O. K. you say. Why double chromosomes and produce a new race of larger flowered monsters?
Well, I can tell you that if I offer one of my retail customers a plant of 'Blue Peter' with normal size trusses and one with larger trusses, I know which one he's going out the door with.
Also, I can remember, from someplace in the literature, when some plant society, day lilies, iris, or whatever, voted on their favorite flower varieties in order, and they ran chromosome counts of the favorites about 90% turned out to be naturally produced tetraploids.
One of the advantages of tetraploidy would be that, because of thicker flower petals you would get increased frost resistance. Those of you who have flowered seedlings and gone out in the field to look at them, know that flowers without good substance turn to mush from the frost, while adjacent plants are not damaged. Colchicine will give more flower substance.

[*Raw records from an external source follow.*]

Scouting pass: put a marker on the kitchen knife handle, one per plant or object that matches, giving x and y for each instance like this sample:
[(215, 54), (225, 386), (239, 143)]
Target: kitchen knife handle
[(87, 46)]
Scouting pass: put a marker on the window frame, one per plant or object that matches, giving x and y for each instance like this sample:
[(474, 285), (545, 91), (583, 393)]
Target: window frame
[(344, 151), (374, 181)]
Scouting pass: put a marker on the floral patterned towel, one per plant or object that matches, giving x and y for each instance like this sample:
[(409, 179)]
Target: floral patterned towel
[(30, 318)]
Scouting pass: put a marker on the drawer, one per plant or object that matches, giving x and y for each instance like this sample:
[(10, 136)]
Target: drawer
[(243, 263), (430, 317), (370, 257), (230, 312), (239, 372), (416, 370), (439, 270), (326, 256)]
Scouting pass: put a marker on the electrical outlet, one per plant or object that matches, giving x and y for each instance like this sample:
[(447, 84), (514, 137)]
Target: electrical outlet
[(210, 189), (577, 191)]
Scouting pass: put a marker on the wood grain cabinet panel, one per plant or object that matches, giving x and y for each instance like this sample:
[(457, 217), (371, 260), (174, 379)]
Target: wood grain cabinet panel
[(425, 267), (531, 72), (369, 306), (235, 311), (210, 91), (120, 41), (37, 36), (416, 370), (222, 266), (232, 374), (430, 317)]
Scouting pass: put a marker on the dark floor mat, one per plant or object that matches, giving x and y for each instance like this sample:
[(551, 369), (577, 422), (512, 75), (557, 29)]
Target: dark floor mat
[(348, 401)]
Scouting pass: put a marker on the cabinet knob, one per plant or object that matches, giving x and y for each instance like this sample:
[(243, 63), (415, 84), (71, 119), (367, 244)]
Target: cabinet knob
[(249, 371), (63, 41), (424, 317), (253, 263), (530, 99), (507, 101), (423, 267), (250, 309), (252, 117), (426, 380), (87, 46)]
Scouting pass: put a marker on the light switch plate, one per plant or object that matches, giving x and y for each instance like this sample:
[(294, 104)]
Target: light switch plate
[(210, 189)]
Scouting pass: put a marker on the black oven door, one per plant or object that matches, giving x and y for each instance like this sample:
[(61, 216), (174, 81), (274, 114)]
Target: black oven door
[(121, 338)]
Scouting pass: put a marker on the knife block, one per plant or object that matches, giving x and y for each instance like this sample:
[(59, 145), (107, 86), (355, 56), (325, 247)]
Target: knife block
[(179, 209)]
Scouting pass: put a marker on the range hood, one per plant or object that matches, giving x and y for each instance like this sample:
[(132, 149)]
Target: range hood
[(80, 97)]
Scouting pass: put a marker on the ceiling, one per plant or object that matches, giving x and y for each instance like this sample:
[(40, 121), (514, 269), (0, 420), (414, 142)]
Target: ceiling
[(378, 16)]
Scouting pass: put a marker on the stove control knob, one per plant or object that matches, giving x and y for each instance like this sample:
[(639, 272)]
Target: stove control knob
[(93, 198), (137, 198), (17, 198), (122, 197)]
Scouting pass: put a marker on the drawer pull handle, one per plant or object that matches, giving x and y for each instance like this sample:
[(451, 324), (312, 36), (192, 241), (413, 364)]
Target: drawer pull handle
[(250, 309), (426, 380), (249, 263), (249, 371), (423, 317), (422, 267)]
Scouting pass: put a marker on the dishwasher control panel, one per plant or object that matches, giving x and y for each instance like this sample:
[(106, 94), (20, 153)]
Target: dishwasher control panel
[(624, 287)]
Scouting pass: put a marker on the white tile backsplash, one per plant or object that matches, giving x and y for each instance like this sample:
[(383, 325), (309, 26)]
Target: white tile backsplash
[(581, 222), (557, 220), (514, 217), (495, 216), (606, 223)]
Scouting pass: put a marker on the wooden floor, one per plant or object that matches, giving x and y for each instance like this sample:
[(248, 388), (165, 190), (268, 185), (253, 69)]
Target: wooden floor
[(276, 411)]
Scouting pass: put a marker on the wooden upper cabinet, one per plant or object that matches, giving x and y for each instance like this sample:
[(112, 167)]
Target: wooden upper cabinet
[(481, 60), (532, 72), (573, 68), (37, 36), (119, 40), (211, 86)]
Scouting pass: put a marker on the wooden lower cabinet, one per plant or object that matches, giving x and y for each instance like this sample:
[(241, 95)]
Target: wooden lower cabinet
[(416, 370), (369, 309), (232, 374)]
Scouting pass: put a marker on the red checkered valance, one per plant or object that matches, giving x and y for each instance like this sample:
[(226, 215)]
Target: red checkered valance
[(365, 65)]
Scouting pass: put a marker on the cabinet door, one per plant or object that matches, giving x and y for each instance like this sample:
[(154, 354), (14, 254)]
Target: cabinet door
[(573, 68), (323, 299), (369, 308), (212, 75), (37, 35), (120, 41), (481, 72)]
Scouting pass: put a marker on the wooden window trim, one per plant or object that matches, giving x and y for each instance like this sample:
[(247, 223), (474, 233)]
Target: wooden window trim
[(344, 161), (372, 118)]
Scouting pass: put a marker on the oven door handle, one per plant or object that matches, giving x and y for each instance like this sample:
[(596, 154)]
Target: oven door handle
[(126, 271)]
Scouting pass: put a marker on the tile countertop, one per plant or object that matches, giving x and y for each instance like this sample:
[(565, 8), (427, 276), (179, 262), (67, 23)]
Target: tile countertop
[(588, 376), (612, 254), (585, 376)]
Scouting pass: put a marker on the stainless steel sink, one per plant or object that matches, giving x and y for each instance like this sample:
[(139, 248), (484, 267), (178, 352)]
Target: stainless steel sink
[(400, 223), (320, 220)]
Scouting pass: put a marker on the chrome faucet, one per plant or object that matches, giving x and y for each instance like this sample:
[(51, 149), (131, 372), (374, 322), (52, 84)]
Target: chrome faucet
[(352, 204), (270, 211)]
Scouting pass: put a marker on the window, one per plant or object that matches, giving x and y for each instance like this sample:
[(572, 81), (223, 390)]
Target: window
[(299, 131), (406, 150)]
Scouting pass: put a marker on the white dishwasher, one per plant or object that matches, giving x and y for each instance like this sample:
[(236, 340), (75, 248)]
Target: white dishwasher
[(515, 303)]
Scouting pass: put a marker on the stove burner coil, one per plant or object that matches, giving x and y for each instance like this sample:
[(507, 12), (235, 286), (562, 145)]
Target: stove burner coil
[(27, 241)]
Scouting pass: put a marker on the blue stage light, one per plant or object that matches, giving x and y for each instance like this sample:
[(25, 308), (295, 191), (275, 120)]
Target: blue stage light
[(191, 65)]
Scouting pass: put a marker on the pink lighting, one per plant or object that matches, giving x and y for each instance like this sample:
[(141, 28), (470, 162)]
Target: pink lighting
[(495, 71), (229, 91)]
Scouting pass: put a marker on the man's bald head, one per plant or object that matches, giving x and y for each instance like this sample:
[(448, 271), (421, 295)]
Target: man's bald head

Let's consider 'Crest'. If you doubled 'Crest' the thickness of the flower petals would increase. Visually, this additional thickness might very well give you the illusion of deeper flower intensity.
Would you like a plant of 'Crest' with much larger flowers, greater substance and an apparently deeper color? It will only take a few drops of colchicine and I urge each of you to have a go at it.